I didn’t sleep very much that night. I kept thinking about Michael, about the fact that now that I’d finally found him again, he had gone and gotten himself engaged.
And everything had felt so right! He had seemed so happy to see me. It had felt like we would pick up almost right where we left off. I had been so hopeful. Now I just felt foolish.
I had to get over him, I told myself. I had to forget, totally forget, the idea of being with him. I had to let go of all my hopes and fantasies and accept that we could only ever be friends. What was the alternative? Trying to steal another woman’s man? On what excuse? That I had loved him first or that I loved him more? That was something I would never do.
I dozed off sometime before morning, and woke up again before it was fully bright, my thoughts of the night before still weighing on my mind. I did my laundry, cleaned my apartment and did some cooking. I had decided to spend at least an hour watching some no-brainer show on one of the entertainment channels, when there was a knock on the door.

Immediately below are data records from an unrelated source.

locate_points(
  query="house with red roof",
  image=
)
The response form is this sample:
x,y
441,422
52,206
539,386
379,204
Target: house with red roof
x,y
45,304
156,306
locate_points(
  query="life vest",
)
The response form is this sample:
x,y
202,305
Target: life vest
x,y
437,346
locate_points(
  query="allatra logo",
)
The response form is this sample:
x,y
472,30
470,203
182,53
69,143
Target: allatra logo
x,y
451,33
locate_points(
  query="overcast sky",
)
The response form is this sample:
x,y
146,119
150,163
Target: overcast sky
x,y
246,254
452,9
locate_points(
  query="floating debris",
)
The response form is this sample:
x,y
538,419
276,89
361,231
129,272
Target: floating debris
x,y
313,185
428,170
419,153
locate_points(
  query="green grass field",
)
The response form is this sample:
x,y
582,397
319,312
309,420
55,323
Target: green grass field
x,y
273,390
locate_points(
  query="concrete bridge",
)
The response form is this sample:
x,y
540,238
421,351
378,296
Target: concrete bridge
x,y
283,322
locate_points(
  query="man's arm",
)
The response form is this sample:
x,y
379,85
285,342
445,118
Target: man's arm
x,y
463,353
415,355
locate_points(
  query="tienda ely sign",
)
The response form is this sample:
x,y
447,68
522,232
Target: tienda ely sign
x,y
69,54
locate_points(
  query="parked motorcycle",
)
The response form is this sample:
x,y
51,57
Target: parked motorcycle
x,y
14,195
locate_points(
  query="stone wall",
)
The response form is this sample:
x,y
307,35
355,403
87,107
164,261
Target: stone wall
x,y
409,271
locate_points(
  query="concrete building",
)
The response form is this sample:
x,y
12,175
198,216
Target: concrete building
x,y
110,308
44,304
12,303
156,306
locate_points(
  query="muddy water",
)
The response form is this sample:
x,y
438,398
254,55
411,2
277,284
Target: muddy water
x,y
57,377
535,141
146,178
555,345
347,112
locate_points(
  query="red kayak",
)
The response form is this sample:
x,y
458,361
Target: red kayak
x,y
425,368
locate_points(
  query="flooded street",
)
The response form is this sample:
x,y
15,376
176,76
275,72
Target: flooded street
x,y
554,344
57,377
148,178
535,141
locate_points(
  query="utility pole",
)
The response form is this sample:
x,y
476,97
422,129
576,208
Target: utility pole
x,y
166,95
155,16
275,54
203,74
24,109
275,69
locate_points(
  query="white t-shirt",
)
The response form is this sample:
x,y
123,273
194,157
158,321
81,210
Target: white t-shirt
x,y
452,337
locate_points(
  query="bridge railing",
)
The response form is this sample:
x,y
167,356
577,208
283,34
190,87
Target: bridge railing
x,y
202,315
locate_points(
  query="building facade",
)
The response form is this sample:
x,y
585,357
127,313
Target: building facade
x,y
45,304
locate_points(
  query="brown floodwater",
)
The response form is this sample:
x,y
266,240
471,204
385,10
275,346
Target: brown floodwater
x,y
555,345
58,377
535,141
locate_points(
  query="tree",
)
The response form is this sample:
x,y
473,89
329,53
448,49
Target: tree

Who was it? I wondered. Hardly anybody knocked on my door anymore. People would call, ping or text to say they were right outside your door. Knocking seemed to have gone the way of the Nokia 3310.
The knocking, which had stopped, started again, a little louder this time, maybe it was my landlady, I thought, getting up and going towards the door, she was the only one who would knock as if she had a right to tear the door down. I peered into the peephole.